The implementation of GCFs and harvest
Agroecosystems, some of the most intensively managed ecosystems, are affected by the co-occurrence of multiple GCFs13,14,15. This study focused on GCFs that frequently occur in agroecosystems, including warming, nitrogen deposition, drought, heavy metal pollution, plastic film residues, salinity, agricultural fungicide and bactericide application, surfactant contaminant and soil compaction. We present the rationale for the 10 tested GCFs in the Supplementary Methods.
Loading soils were used to achieve an effective mixing of chemical agents into 40.0 g soil in each Mini Bioreactor. We created separate ‘loading soil’ for each GCF with chemical addition by mixing an appropriate dose of a chemical agent with sterilized soil through careful homogenization. This was done to avoid exaggerated effects of more concentrated chemicals when mixed with soil. For each chemical, 1.0 g (d.w.) of loading soil contained an appropriate dose for 40.0 g soil in a Mini Bioreactor. For instance, 1 634 mg of NH4NO3 was mixed with 100 g (d.w.) of sterilized soil, to ensure that there was about 16.34 mg of NH4NO3 in 1.0 g of sterilized loading soil. We weighed 40.0 g (d.w.) of soils, including 1.0 g (d.w.) of each loading soil, 5.0 g (d.w.) of soil inoculum (high or low soil biodiversity), an appropriate amount of film (0 or 0.16 g plastic film) and sterilized soil, according to GCF combination for each experimental unit. We put 40.0 g of mixed soils into a clean and sterilized cup (200 ml) with a cap, and then homogenized it by turning the cup up and down for 5 min using a shaking machine (Heidolph Reax 2, Heidolph Instruments GmbH & CO. KG, Schwabach, Germany). After homogenization, 40.0 g of mixed soils was transferred to a Mini Bioreactor, and a mesh bag containing about 100 mg of dry Medicago lupulina leaves (65 °C for 72 h) was buried 1 cm below the soil surface. We used a stick to press soils in each Mini Bioreactor to simulate an ambient condition (1.3 g cm−3) or mechanical compaction (1.7 g cm−3) in farmland.

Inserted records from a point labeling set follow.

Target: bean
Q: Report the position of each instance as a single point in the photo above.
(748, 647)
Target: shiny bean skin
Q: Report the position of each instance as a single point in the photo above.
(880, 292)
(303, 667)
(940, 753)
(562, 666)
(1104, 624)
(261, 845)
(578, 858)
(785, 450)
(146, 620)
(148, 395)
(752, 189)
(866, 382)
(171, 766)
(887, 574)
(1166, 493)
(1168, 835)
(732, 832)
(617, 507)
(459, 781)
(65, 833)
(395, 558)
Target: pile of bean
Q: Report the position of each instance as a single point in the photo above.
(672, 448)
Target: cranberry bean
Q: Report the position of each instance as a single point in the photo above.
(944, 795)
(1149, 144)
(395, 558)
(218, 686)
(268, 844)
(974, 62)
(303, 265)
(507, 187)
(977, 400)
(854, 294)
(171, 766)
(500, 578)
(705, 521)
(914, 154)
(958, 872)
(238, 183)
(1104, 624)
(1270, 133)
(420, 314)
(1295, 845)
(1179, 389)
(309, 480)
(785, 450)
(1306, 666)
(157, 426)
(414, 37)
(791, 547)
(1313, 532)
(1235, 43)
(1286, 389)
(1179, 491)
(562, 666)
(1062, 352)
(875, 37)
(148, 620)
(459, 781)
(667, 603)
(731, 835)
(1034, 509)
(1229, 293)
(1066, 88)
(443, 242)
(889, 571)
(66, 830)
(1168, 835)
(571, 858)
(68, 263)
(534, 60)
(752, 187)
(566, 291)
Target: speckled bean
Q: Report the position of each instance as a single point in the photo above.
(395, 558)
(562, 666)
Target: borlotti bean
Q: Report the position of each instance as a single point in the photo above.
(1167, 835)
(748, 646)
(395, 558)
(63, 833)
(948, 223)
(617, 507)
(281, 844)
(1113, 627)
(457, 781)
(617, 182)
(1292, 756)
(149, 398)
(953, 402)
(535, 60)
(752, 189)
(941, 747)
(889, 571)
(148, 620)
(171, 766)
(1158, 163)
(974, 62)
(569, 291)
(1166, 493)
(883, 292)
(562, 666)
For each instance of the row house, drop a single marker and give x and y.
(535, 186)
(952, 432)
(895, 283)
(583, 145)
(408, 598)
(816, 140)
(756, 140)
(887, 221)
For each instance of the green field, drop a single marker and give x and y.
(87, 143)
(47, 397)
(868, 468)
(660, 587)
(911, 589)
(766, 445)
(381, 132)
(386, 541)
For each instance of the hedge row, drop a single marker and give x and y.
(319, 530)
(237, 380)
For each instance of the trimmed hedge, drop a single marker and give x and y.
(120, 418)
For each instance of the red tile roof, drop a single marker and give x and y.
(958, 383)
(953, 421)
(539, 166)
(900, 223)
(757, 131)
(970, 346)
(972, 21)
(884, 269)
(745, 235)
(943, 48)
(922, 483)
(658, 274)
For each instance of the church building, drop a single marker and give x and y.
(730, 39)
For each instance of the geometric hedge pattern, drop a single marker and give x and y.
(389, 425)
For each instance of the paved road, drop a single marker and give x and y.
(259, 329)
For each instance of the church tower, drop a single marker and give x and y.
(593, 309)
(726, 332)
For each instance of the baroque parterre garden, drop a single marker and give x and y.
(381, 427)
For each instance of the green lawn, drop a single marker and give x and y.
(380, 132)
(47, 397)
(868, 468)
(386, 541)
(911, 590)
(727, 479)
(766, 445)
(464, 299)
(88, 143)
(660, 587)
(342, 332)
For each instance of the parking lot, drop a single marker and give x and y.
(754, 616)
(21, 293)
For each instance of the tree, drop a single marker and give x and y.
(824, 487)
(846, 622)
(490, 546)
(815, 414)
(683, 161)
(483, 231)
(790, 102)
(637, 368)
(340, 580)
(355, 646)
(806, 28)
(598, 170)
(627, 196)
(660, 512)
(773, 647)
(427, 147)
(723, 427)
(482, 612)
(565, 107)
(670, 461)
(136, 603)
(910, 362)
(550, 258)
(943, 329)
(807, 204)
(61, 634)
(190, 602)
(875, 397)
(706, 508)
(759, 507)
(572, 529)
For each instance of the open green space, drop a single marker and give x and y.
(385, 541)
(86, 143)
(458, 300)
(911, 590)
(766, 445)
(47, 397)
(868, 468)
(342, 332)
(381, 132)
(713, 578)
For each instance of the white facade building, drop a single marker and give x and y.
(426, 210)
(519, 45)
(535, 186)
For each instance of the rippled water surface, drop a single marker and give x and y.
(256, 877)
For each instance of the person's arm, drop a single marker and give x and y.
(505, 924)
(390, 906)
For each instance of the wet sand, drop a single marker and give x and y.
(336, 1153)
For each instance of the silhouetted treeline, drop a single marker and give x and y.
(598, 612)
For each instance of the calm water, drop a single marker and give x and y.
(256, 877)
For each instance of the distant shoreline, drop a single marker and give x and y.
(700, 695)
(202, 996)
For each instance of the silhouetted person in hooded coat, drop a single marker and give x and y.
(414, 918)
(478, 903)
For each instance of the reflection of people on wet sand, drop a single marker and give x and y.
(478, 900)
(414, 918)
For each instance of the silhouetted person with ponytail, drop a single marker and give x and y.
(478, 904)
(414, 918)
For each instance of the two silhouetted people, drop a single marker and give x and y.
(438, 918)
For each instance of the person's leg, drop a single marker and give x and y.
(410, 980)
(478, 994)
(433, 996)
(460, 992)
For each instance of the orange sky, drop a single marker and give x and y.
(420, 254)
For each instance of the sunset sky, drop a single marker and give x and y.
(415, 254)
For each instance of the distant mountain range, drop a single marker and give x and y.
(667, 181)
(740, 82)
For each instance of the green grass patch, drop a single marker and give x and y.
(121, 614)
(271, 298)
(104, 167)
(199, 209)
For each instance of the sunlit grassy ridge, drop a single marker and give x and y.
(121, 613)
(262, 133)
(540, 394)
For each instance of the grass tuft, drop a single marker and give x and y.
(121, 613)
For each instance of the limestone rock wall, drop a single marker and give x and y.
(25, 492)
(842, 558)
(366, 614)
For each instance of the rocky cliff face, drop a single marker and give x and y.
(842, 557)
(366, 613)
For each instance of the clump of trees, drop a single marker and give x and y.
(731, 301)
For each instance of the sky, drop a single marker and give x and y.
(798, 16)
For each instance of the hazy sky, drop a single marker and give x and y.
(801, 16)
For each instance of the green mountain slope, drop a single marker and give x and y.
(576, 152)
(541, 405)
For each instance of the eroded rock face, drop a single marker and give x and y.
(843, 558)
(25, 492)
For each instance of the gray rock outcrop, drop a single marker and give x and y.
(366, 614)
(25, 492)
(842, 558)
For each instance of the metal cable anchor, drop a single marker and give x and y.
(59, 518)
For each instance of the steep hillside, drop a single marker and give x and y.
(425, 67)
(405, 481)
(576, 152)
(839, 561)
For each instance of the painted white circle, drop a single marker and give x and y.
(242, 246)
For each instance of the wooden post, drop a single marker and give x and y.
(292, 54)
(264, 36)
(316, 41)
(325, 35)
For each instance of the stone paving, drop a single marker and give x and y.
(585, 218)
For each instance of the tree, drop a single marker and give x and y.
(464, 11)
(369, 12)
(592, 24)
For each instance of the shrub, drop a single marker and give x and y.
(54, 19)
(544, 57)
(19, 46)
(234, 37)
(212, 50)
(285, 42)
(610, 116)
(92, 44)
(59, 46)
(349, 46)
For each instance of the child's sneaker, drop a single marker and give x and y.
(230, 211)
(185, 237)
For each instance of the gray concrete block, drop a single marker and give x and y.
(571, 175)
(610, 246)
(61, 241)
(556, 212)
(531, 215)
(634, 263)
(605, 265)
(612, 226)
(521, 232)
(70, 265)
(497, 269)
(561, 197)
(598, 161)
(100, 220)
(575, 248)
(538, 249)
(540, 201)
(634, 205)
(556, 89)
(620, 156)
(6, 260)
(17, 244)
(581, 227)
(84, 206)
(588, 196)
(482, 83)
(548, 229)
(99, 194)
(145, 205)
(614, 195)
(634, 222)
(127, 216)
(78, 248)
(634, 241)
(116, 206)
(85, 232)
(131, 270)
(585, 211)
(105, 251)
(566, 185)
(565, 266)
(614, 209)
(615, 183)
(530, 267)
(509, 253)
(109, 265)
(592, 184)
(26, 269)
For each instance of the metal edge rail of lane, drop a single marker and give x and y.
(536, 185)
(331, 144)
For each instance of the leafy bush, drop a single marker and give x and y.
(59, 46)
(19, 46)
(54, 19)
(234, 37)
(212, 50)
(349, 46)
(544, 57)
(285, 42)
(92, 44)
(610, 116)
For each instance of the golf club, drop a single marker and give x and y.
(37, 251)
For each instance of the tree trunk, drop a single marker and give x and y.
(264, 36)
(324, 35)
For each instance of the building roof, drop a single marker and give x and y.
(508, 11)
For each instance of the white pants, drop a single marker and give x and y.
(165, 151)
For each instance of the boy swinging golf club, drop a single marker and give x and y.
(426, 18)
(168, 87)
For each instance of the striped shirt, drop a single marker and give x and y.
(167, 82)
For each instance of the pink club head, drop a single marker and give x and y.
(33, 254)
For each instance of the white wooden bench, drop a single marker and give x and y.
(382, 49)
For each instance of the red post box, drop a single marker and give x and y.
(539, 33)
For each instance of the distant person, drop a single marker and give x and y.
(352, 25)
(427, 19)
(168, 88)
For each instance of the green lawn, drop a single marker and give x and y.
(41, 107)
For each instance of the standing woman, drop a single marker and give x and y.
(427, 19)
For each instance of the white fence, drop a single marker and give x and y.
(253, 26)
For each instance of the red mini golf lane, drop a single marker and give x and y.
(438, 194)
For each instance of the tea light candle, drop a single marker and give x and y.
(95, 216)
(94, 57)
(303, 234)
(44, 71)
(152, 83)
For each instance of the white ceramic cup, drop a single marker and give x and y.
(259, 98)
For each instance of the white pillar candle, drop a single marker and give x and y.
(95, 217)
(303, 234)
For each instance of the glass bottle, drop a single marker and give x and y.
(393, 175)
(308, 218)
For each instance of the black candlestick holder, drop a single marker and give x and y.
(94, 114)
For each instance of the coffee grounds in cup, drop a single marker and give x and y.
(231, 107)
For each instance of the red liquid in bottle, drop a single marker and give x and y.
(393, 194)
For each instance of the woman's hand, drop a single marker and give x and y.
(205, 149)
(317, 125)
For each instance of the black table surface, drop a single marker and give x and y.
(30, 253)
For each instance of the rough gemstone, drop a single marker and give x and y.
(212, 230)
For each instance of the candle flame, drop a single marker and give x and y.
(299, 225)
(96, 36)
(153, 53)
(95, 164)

For the warming treatment with an increment of 5.0 °C over the ambient temperature (20 °C), we wrapped heating cables (Exo Terra PT-2012; Hagen Deutschland GmbH & Co. KG, Holm, Germany) around the outside of the bioreactors. A set temperature was maintained by temperature controllers (Voltcraft ETC-902; Conrad Electronic SE, Hirschau, Germany), which can switch off and on heating cables depending on the real-time temperature of the outside surface of Mini Bioreactors. Mini Bioreactors were placed in beakers filled with sand to reduce thermal radiation from neighboring units. At the start of the experiment, we added suitable amounts of sterilized water to each experimental unit to reach 60% of water holding capacity for the non-drought treatment and 30% water holding capacity for the drought treatment.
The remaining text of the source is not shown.